Monument Valley lies within a Navajo Indian Reservation on the Utah and Arizona border. The iconic vision of this area is the sculptural forms of the sandstone buttes and mesas emerging from the desolate desert floor. In reality, the scene is even more breathtaking. Evoking scenes from a Wild West movie, some of these incredible forms rise up to three hundred feet in the air. They are all that remains of the layers of sandstone which once covered the entire area. You will enter the valley on the long, straight, endless road featured in thousands of photographs, and the scene before you will simply take your breath away. But the real secrets lie off the main road in places like Monument Valley Navajo Tribal Park, which you can visit when hiking. USA Native American culture is greatly preserved and respected in Monument Valley, and you can observe their fascinating culture first-hand.
The area is part of the Colorado Plateau. The elevation of the valley floor ranges from 5,000 to 6,000 feet above sea level. The floor is largely siltstone of the Cutler Group, or sand derived from it, deposited by the meandering rivers that carved the valley. The valley’s vivid red color comes from iron oxide exposed in the weathered siltstone. The darker, blue-gray rocks in the valley get their color from manganese oxide.
The buttes are clearly stratified, with three principal layers. The lowest layer is the Organ Rock Shale, the middle is de Chelly Sandstone, and the top layer is the Moenkopi Formation capped by Shinarump Conglomerate. The valley includes large stone structures including the famed Eye of the Sun.
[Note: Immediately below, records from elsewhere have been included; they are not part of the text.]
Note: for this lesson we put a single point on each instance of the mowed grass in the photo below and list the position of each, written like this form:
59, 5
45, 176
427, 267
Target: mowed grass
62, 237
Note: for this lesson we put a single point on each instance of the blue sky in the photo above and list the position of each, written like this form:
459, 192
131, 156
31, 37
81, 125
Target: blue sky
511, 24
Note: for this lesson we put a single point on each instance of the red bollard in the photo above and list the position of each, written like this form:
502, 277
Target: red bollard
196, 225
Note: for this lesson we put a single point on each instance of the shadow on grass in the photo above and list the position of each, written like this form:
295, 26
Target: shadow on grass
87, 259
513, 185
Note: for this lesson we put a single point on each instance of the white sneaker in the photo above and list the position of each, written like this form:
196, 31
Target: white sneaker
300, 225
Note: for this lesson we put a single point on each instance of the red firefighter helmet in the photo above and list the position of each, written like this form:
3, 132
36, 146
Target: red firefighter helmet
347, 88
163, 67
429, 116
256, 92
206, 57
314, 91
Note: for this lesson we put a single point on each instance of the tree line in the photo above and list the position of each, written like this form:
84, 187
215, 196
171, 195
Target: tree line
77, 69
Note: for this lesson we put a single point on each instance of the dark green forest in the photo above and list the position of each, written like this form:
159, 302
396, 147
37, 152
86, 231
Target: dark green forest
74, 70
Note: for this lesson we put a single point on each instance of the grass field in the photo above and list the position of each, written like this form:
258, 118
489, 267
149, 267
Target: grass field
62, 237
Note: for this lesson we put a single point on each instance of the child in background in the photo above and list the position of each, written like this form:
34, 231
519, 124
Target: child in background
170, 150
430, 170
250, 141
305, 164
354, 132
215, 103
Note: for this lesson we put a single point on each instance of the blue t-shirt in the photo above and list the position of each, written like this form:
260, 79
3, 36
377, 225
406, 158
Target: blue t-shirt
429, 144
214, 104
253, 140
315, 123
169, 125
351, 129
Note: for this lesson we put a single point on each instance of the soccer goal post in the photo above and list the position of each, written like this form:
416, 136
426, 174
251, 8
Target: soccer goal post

Natural forces of wind and water that eroded the land spent the last 50 million years cutting in to and peeling away at the surface of the plateau.
Between 1948 and 1967, the southern extent of the Monument Upwarp was mined for uranium, which occurs in scattered areas of the Shinarump Conglomerate; vanadium and copper are associated with uranium in some deposits .
The simple wearing down of altering layers of soft and hard rock slowly revealed the natural wonders of Monument Valley today.